This project is a machine learning application using Apache Spark ML.

Please first download and install Apache Spark by following the instructions on this website

After the installation, you need to update the path in "util.py" and "" by first searching the keyword "spark_submit_location" and replace that line with this:

spark_submit_location = '/home/rwu/Desktop/spark-2.3.0-bin-hadoop2.7/bin/spark-submit'

Here, "/home/rwu/Desktop/spark-2.3.0-bin-hadoop2.7/bin/spark-submit" should be the spark-submit path.

The sample data is stored in the folder "data". "prms_input.csv" is for Case Study 1. "1.csv" and "2.csv" are for Case Study 2. These files are generated by the hydrologic models for the streamflow predictions. If you want to use our prototype to improve your model accuracy. Please place all your data into a csv file and the first column should be observations (true values) and the second column should be your model predictions (check "prms_input.csv" format).
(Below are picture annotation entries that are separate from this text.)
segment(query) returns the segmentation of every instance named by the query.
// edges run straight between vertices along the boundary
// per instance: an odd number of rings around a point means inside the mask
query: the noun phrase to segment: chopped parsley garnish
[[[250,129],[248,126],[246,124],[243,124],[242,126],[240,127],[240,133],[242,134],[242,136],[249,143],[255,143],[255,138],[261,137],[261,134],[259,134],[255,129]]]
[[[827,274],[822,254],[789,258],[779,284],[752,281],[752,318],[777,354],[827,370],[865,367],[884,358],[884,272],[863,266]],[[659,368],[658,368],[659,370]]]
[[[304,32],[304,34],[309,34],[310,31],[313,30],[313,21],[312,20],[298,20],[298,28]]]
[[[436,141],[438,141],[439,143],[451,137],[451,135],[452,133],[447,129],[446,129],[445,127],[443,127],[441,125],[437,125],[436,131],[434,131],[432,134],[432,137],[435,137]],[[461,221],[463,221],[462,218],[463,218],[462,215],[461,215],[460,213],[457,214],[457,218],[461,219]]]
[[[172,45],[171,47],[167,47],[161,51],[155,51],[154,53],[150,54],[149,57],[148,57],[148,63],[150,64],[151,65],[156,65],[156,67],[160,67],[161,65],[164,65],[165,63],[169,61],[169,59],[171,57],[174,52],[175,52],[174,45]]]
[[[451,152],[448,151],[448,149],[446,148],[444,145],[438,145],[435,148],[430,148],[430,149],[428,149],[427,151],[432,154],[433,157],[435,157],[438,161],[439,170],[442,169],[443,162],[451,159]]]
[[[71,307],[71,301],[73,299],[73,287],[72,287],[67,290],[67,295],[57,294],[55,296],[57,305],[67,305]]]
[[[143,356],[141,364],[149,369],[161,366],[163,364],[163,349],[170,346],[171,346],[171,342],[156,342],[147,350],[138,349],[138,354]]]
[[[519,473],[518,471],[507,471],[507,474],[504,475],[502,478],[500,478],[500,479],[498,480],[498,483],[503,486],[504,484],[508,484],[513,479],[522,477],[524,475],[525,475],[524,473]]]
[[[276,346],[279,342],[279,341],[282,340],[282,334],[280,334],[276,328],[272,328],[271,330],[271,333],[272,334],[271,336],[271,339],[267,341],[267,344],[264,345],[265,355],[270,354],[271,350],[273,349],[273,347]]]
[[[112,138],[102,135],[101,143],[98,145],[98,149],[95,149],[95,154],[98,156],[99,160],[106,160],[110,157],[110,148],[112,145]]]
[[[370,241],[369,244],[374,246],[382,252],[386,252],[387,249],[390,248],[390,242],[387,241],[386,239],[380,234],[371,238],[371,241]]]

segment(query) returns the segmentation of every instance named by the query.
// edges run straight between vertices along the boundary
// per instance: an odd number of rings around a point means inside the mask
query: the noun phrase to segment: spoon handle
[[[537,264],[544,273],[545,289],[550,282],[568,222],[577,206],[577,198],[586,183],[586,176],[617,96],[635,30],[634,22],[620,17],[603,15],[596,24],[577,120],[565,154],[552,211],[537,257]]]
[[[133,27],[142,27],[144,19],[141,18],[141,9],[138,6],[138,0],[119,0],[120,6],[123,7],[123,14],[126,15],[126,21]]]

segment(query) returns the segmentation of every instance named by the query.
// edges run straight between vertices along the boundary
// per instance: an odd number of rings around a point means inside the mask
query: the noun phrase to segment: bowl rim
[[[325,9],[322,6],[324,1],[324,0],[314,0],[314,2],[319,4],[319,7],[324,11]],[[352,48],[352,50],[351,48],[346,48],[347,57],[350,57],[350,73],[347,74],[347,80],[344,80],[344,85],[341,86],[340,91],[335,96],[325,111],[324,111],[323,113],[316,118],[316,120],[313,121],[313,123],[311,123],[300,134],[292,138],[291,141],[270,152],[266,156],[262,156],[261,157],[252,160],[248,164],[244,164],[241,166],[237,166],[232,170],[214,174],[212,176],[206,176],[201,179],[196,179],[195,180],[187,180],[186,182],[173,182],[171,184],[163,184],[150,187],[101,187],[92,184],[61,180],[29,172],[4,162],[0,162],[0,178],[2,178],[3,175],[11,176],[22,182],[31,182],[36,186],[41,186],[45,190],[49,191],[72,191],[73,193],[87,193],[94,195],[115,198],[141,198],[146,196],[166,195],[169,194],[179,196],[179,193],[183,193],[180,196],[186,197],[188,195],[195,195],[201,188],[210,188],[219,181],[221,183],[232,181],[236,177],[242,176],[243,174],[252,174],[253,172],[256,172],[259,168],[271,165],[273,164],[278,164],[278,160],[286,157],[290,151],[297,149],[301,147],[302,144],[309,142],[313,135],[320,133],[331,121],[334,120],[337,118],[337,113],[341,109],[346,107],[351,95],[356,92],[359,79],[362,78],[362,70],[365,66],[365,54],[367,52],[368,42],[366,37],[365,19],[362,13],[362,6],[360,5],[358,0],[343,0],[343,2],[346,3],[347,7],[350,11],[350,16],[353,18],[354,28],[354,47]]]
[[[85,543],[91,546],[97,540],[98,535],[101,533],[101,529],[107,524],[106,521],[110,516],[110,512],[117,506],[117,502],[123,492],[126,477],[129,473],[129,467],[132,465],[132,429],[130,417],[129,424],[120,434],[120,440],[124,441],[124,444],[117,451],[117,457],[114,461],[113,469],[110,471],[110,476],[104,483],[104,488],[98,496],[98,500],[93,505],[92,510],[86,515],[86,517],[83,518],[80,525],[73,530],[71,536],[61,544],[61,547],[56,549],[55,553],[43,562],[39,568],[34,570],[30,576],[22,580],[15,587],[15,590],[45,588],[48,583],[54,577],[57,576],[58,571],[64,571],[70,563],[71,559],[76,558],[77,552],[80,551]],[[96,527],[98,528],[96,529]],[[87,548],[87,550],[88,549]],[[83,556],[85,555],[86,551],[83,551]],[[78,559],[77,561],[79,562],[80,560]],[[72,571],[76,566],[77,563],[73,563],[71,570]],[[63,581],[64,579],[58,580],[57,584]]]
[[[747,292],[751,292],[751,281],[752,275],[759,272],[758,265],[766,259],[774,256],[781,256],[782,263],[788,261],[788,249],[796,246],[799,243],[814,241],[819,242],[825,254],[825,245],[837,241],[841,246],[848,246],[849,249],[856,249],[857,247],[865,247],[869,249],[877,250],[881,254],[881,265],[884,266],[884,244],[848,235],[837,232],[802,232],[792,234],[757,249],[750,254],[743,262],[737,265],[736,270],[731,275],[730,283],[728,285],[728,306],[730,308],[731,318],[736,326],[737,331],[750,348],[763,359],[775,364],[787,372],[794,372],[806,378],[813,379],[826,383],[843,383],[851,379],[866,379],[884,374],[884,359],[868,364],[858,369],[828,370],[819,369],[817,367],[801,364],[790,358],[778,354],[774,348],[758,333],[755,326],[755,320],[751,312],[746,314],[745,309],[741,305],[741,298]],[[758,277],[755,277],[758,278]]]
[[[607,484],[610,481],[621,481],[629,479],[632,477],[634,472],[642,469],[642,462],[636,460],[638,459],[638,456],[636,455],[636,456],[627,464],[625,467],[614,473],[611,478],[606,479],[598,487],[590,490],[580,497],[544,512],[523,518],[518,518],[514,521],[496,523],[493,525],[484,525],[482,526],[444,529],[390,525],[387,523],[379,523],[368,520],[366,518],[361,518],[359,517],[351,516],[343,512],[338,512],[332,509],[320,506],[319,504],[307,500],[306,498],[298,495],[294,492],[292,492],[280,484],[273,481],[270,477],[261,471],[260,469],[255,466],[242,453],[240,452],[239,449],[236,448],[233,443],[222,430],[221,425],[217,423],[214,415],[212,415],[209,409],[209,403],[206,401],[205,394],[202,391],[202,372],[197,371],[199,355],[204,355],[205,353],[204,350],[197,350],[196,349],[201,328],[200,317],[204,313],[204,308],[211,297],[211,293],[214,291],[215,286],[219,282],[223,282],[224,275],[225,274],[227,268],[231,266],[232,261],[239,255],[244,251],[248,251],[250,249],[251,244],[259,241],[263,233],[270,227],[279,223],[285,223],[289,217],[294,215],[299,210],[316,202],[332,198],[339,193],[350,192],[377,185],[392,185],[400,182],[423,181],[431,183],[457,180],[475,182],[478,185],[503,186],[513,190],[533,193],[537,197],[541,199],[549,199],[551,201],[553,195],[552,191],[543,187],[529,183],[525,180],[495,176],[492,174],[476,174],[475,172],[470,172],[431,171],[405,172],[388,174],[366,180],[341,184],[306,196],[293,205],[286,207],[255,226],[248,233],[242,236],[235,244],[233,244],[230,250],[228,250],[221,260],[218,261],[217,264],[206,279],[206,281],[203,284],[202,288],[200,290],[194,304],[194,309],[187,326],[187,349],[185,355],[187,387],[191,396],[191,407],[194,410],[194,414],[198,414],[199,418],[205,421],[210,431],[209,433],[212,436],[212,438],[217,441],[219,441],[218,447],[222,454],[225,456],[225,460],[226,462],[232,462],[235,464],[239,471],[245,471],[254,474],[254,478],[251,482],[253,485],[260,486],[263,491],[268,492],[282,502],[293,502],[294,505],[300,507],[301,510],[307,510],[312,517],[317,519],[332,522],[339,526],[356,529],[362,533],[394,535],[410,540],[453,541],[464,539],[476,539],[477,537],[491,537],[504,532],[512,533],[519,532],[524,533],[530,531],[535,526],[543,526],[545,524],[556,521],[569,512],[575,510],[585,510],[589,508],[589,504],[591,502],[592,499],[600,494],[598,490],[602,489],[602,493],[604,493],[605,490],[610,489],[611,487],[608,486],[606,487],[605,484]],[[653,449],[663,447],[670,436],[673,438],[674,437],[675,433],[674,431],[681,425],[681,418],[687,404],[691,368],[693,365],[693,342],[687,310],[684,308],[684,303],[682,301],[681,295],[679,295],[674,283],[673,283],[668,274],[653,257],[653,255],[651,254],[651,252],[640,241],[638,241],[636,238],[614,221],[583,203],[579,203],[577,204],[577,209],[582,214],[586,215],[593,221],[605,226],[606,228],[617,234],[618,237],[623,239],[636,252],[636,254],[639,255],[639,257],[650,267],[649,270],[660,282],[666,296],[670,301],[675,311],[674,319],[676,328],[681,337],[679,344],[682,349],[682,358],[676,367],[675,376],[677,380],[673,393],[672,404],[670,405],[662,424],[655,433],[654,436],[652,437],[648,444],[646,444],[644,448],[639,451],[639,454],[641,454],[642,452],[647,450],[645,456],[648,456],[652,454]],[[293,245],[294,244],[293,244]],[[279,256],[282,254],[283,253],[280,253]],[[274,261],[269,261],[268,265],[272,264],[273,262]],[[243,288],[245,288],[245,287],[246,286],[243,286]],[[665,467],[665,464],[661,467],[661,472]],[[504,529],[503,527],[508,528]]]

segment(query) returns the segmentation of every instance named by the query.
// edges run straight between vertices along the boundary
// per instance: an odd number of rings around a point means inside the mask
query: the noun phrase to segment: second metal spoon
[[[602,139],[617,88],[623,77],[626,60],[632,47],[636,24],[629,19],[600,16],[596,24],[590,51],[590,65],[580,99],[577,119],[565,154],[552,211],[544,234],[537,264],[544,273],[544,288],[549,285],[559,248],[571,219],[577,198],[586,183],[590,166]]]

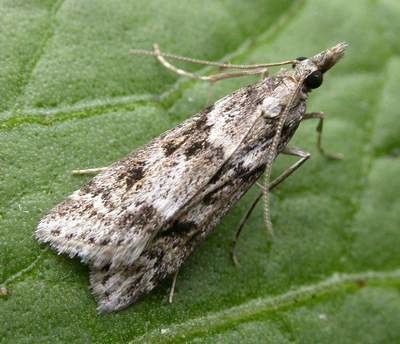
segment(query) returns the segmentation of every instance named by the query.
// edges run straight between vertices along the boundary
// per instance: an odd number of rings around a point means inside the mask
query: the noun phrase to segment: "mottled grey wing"
[[[90,284],[102,312],[120,310],[150,292],[161,280],[173,274],[194,248],[213,230],[249,187],[263,173],[265,149],[270,138],[239,151],[221,169],[219,179],[229,182],[213,187],[210,183],[199,202],[179,216],[165,231],[160,231],[142,254],[131,264],[101,269],[91,267]],[[255,163],[246,169],[246,158]]]
[[[93,267],[130,266],[230,159],[271,87],[243,88],[110,166],[41,220],[38,240]]]

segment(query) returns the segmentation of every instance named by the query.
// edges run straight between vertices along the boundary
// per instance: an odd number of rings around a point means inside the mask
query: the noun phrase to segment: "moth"
[[[339,43],[311,58],[249,66],[161,53],[156,45],[154,51],[134,51],[157,57],[180,75],[203,80],[248,74],[263,78],[102,169],[40,221],[37,239],[89,265],[91,289],[102,312],[127,307],[169,275],[174,287],[183,262],[263,174],[260,195],[244,219],[262,196],[268,201],[269,191],[309,158],[309,153],[288,146],[302,121],[319,119],[318,147],[323,152],[323,113],[306,113],[307,98],[345,48]],[[167,58],[239,71],[198,77]],[[266,76],[271,65],[291,67]],[[270,182],[272,163],[280,153],[300,159]],[[268,203],[265,209],[271,228]]]

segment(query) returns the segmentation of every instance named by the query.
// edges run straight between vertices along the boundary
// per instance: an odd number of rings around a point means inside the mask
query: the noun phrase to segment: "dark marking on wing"
[[[171,227],[161,233],[161,236],[171,236],[177,234],[187,233],[193,228],[196,227],[196,224],[191,221],[187,222],[175,222]]]

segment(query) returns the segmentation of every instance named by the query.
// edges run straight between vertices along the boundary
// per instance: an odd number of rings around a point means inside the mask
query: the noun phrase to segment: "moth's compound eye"
[[[322,72],[320,70],[316,70],[315,72],[312,72],[304,81],[304,84],[308,88],[318,88],[322,84]]]

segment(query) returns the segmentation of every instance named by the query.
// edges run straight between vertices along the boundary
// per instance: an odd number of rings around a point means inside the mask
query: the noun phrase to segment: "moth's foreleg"
[[[326,153],[324,148],[322,147],[322,129],[324,127],[324,118],[325,115],[323,112],[310,112],[306,113],[303,117],[304,120],[307,119],[319,119],[318,125],[317,125],[317,149],[318,151],[325,156],[328,159],[333,159],[333,160],[341,160],[343,159],[343,155],[340,153],[337,154],[330,154]]]
[[[177,271],[174,273],[174,276],[172,277],[172,285],[171,285],[171,290],[170,290],[170,292],[169,292],[169,297],[168,297],[168,302],[169,302],[169,303],[172,303],[173,298],[174,298],[175,285],[176,285],[176,279],[178,278],[178,273],[179,273],[179,270],[177,270]]]
[[[299,148],[291,148],[291,147],[286,147],[283,151],[283,154],[286,155],[293,155],[293,156],[297,156],[300,159],[297,160],[293,165],[289,166],[285,171],[283,171],[277,178],[275,178],[270,184],[269,184],[269,188],[268,190],[262,190],[257,197],[255,198],[255,200],[253,201],[253,203],[251,204],[251,206],[249,207],[249,209],[247,210],[247,212],[244,214],[244,216],[242,217],[242,219],[239,222],[239,226],[236,230],[236,234],[235,234],[235,239],[232,242],[232,247],[231,247],[231,258],[233,263],[236,266],[239,266],[239,260],[236,256],[236,245],[237,242],[239,240],[239,236],[243,230],[244,225],[246,224],[247,220],[249,219],[251,213],[253,212],[254,208],[256,207],[257,203],[260,201],[260,199],[262,198],[263,194],[265,191],[270,192],[271,190],[273,190],[274,188],[276,188],[280,183],[282,183],[287,177],[289,177],[294,171],[296,171],[301,165],[303,165],[309,158],[310,158],[310,153],[308,152],[304,152]],[[262,186],[260,184],[258,184],[261,188]],[[265,204],[266,207],[268,207],[268,204]]]
[[[98,167],[98,168],[88,168],[86,170],[72,170],[71,173],[74,175],[84,175],[84,174],[98,174],[103,172],[108,167]]]

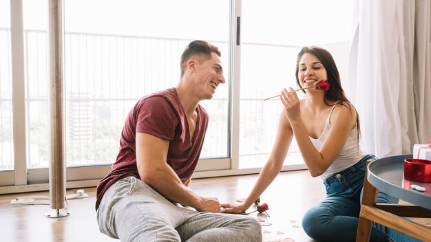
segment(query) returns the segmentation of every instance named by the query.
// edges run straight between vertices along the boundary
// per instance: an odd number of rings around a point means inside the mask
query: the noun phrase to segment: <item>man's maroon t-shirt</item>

#Quick Start First create a virtual environment

mkvirtualenv -p python2.7 dev

If you have created the virtual environment, then use this commend to enter it

virtualenv dev && source dev/bin/activate

Here is the command to install the requirements

pip install -r requirements.txt

Here is the command to run the program

python test_TD_machine_learning_recursive_training_bound_transform.py

Here is the command to visualize the results

python vis_rmse_all_results.py